みちのく会社訪問

男塾(秋田市) 黒い制服…警備業界で急浮上

 工事現場などの交通誘導やイベント会場などの雑踏警備が中心の警備会社。設立から1年余りだが、昨年5月に秋田市で開かれた東北六魂祭のメーン会場警備を任されるなど、シェアを急速に伸ばしている。

 「男気と優しさを兼ね備えた、寅さんや高倉健さんのような社員がそろった会社でありたいんです」。「男塾」という、ちょっと引いてしまうような社名の意味を熊谷武社長(44)に問うと、そう答えが返ってきた。

 だが女性警備員も多い。「社名の『男』には、頼れる女性も含まれています。女性の活躍の場をどんどん広げていきます」と熊谷社長は説明した。

 昨年9月に入社した山田明美さん(24)は「立ちっぱなしが多いこの仕事で、私たち女性警備員の一番の悩みはトイレです。わが社では、女性警備員が工事現場の仮設トイレではなく、近くの建物のトイレに行けるよう時間を配慮してくれます」と話す。

 ◆待遇改革し地位向上

 黒い制服やヘルメットがトレードマーク。この業界の制服は圧倒的に紺が多い。熊谷社長は「わが社は『警察ごっこ』はしません。警察官みたいな制服を着て、敬礼の練習をするより、サービス業に徹します。黒い警備員はほかにいないから、いい加減な仕事をしたら目立つでしょ」と笑う。

 熊谷社長は会社をつくる前、中堅警備会社の秋田営業所で営業課長を務めていた。同業他社に疑問を感じることもあったという。

 「車を運転していて、質の低い交通誘導員を見かけることがあると思います。『来い来い』と手招きしたり、ひどいのになると人さし指でやっている。私どもはドライバーの目を見て、手のひらを出して『どうぞ』と誘導します」

 待遇の悪さも改革している。「若い人が結婚できないような安い給料では、少子化対策上もよくありません。社会保険に入っていない会社もあります。『旗振り』などとばかにされないよう、警備員の地位向上を図ります」

 ◆異業種参入を目指す

 とはいえ、警備現場が社員の一生の仕事とは位置づけていない。「警備員である前に良識を備えた社会人であれ。ほかの業種でも通用する人間になれ」と教育している。警備員たちの将来のためにも異業種参入を計画中だ。

 まず目指しているのが農産物の生産販売だ。環太平洋戦略的経済連携協定(TPP)の大筋合意を受けて、秋田の農産物の輸出など「攻めの農業」について、農業経験者を採用して研究を始めた。

 もう一つは「踊る場所」の経営だ。熊谷社長は20代のころ、盛岡や秋田の有名ディスコで店長やマネジャーを務めた経験があり、その世界でも有名人だ。

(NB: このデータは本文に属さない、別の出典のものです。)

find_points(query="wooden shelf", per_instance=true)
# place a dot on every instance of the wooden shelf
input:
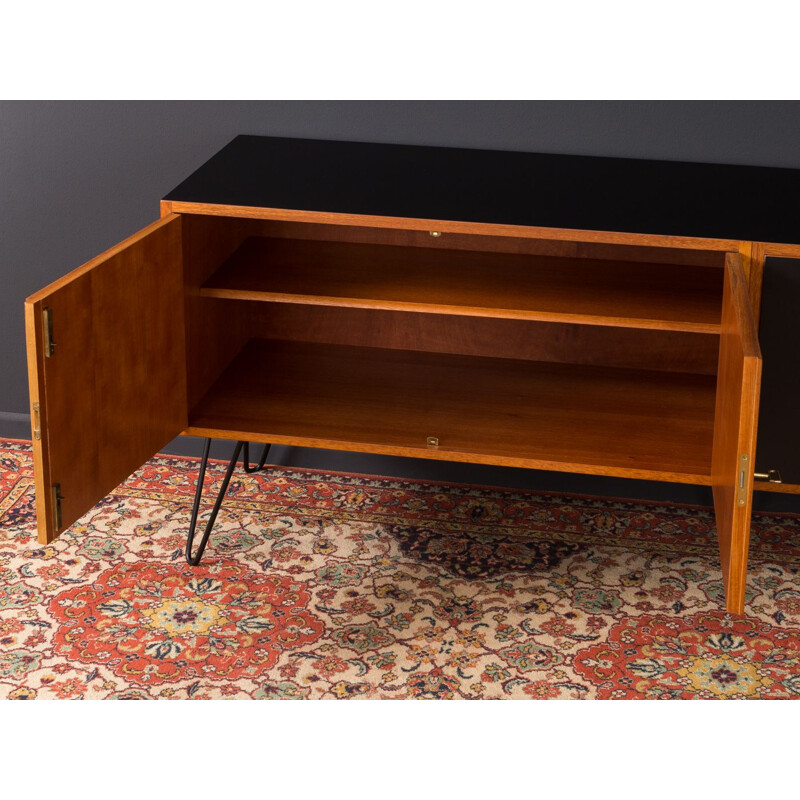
(596, 420)
(502, 285)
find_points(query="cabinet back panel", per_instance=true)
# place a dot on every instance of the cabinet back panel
(666, 351)
(477, 242)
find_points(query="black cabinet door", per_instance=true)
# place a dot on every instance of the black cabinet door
(779, 335)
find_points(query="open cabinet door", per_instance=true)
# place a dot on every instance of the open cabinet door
(107, 374)
(733, 458)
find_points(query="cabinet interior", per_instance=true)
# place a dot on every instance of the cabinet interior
(566, 355)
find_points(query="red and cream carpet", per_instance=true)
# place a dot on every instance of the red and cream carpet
(320, 585)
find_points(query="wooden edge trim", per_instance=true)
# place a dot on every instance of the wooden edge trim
(777, 249)
(41, 472)
(781, 488)
(110, 253)
(742, 306)
(450, 226)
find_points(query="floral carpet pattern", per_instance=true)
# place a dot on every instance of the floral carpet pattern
(328, 585)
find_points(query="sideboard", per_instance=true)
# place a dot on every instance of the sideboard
(592, 315)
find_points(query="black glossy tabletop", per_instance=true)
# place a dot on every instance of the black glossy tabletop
(507, 187)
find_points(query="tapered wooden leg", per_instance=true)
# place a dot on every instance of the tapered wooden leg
(733, 532)
(733, 457)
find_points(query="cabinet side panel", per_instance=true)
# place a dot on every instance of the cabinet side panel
(738, 381)
(215, 331)
(779, 417)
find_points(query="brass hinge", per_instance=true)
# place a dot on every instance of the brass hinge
(57, 498)
(771, 475)
(741, 480)
(47, 325)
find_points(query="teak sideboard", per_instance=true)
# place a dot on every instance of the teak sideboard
(589, 315)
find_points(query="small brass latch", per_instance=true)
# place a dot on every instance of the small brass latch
(47, 325)
(741, 480)
(57, 498)
(771, 475)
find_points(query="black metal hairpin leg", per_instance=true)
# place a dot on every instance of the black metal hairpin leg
(246, 458)
(242, 447)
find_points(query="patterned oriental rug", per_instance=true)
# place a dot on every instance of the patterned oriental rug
(321, 585)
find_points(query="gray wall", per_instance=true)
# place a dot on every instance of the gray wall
(76, 177)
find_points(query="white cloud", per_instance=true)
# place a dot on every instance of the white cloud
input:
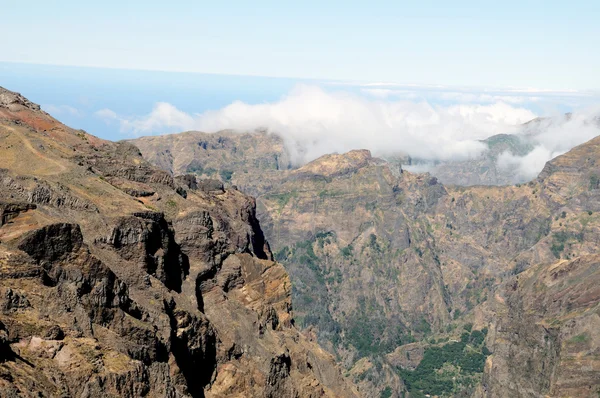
(106, 114)
(551, 137)
(314, 122)
(163, 116)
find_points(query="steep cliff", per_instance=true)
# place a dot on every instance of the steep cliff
(118, 280)
(413, 284)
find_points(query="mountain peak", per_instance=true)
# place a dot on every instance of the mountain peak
(15, 101)
(336, 164)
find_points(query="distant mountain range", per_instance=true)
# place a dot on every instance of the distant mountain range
(419, 286)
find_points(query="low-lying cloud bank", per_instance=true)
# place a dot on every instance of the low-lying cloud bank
(551, 137)
(314, 122)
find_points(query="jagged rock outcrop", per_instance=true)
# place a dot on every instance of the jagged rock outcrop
(116, 280)
(380, 257)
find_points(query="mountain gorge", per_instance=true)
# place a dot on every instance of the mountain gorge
(158, 275)
(117, 279)
(420, 287)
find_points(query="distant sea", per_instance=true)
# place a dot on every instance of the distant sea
(73, 94)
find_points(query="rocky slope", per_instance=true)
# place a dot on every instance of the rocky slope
(412, 284)
(117, 279)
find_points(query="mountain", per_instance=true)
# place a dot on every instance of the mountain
(434, 289)
(117, 279)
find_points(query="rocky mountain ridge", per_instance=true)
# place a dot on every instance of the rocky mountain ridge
(391, 270)
(119, 280)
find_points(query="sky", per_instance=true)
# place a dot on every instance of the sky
(428, 79)
(543, 44)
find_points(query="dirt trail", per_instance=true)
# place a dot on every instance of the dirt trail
(61, 167)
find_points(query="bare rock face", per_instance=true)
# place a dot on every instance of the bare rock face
(117, 280)
(9, 211)
(148, 238)
(389, 266)
(15, 101)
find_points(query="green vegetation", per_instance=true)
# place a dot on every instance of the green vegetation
(171, 203)
(371, 333)
(580, 338)
(447, 369)
(386, 393)
(594, 182)
(347, 251)
(226, 175)
(559, 239)
(283, 198)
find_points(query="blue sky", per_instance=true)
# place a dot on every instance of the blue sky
(426, 78)
(542, 44)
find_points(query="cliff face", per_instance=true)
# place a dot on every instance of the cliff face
(400, 276)
(118, 280)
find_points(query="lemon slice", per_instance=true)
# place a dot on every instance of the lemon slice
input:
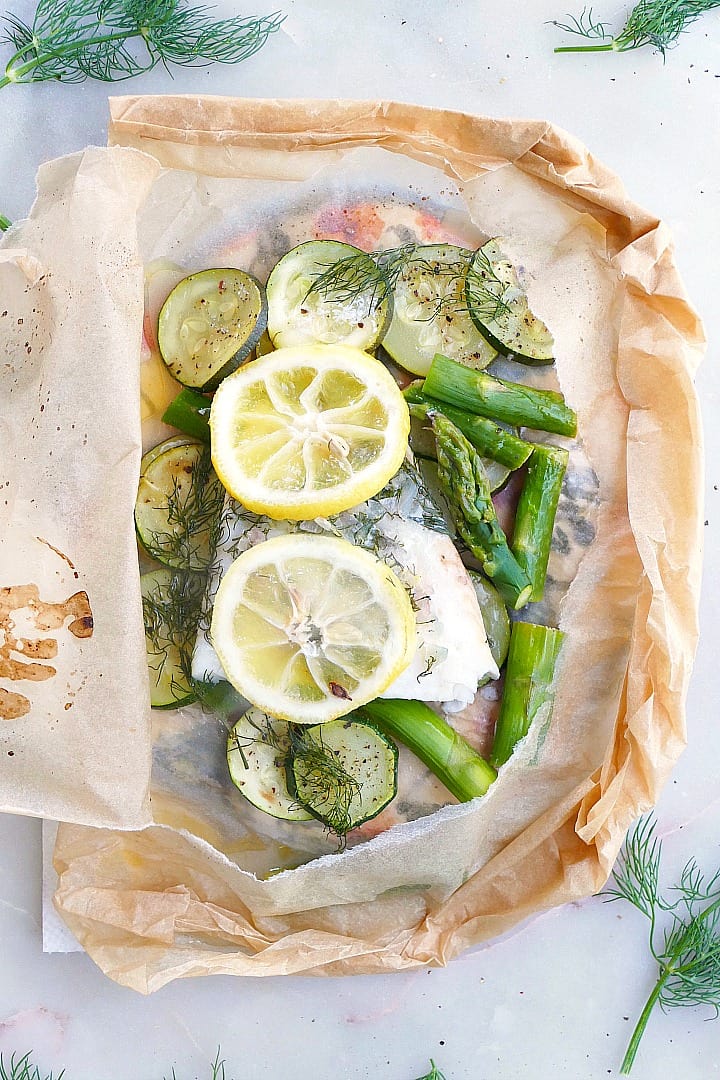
(309, 628)
(308, 431)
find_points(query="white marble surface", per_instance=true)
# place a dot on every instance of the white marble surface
(558, 998)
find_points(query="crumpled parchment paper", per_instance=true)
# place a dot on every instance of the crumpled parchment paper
(180, 898)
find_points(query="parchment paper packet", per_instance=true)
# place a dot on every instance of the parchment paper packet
(75, 730)
(174, 900)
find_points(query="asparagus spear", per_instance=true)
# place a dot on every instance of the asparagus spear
(535, 514)
(189, 413)
(511, 402)
(465, 486)
(488, 437)
(447, 754)
(528, 692)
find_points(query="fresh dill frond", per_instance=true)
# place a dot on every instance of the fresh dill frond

 「若者の出会いの場にしてほしいですね。昼間は高齢者に来てもらって、ラジオ体操でも盆踊りでも何でもいいですから、体を動かしてもらいたいんです。少子化対策と高齢化対策の一石二鳥です」

 夢の実現に向け、熊谷社長のステップは始まっている。(渡辺浩)

 ◆企業データ 本社は秋田市新屋町田尻沢131の9((電)018・893・6945)。業務の拠点は秋田営業所(秋田市川尻御休町5の40、(電)018・824・9390)に移っている。平成26年11月設立、翌月に警備業の認定を受け業務開始。2号警備と呼ばれる交通誘導や雑踏警備を手掛けるほか、異業種参入を目指す。従業員60人。資本金220万円。設立から1年間の売り上げは約1億2千万円。

 【取材後記】取材のきっかけは、以前この欄で取り上げたホームページ制作会社「トラパンツ」が移転し、代わりに「株式会社 男塾」という看板が出ているのを見つけたことだった。秋田市内の工事現場にいる礼儀正しい女性警備員の制服に「男塾」とあり、警備会社と分かった。「変な社名と思われるかもしれませんが、必ず成長します」。熊谷社長の言葉には熱がこもっていた。